Measurement. Using a variety of illustrations, Harden addressed the need to devise measures suited to the topic of interest. When thinking about constructing measures, it is important to recognize early on what you are measuring, that is, what is the unit of analysis. In this work, it is often a child, but might be other things, such as attributes of families or places. Sometimes a statistic, an absolute magnitude, is all a manager cares about. But, this is rare. It is more common for the policy community to need more information, such as information for comparison. Comparisons can require rates, means, unduplication, and other adjustments of data.

When making comparisons among data, it is important to understand the definition of the terms. Harden used kinship care as an example, noting that different state definitions of kinship care inhibited comparisons of foster care population statistics. He pointed out the importance of interviewing the sources of the data to ensure that you know what generated the measure, how it is defined, and who is included in the counted group.

Population of reference. Along with the measure, it is necessary to define the population of reference, the denominator of a proportional measure. A simple percentage is the share of children with particular attributes. That prevalence statistic, may, by itself, be sufficient.

But trying to get information on what produced the statistic in the first place requires a more complicated approach.
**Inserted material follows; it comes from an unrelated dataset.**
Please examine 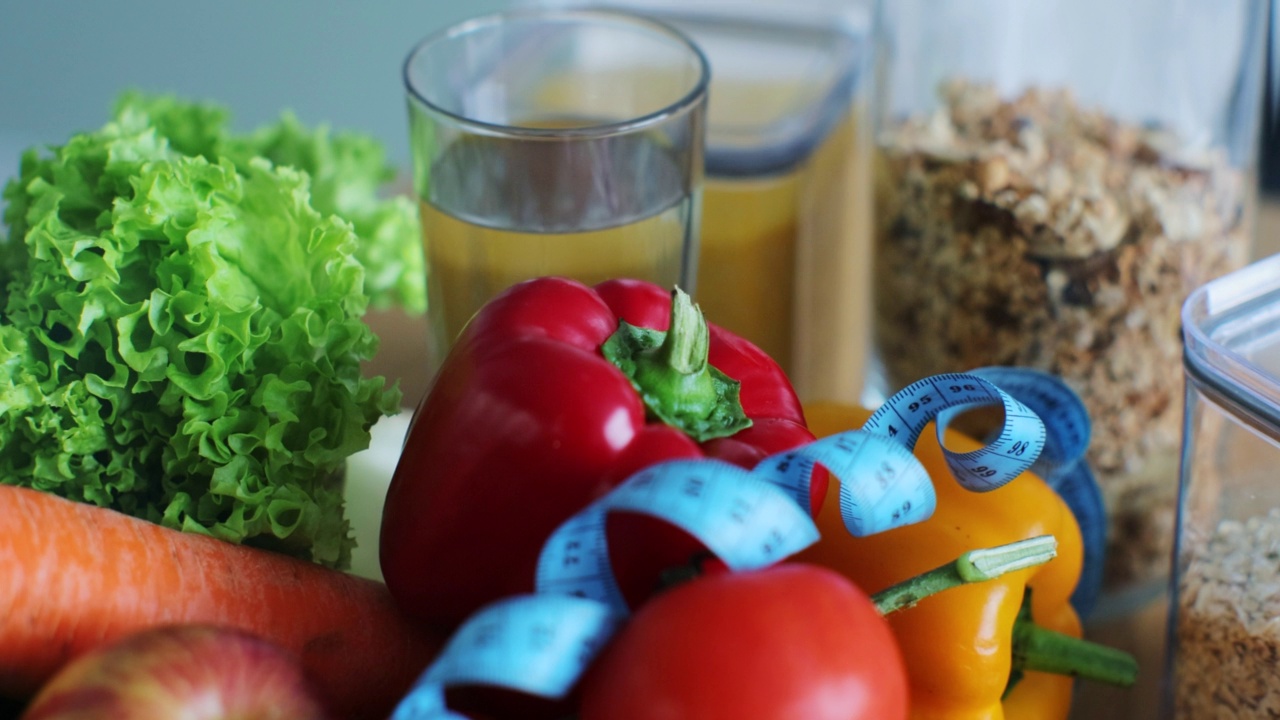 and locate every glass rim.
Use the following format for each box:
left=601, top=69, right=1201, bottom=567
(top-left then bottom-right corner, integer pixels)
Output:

This is especially true if the numerator is an event or something else that is countable, then it can be important to define the denominator as the population that can be appropriately be thought to be at risk of experiencing this event. When we can define an event and the likelihood of that event occurring to a population of interest, this is an incidence statistic. (Harden noted that because the language used to define these measures comes out of public health and epidemiology, it is negative sounding, including phrases like "at risk." He noted that one can be "at risk" of success.)

Using the example of child welfare, Harden said that the initial prevalence statistic can represent two things--rate of entry (or incidence) and also duration in care.

Comparisons. Harden moved through an array of comparisons to which measures might be put. These included over time, by age of population, by region of residence, by gender, and others. He pointed to the work done by demographers on fertility as an example. A crude measure is the birthrates for a particular populations, more informative are age-specific birthrates that get at the timing of births.

An audience member said that the idea of standardization was attractive, but much of the data he encountered was compromised. He asked for guidance on how much compromise was too much. Harden said that these determinations are made based on what the data user ultimately wants to know, when he or she needs to go out and get better information. He also noted the importance of attaching the right explanations to the data so that there is no confusion about what the data can and cannot explain. Harden showed some comparisons of child populations in Chicago.


Discussion revolved around appropriate uses of data.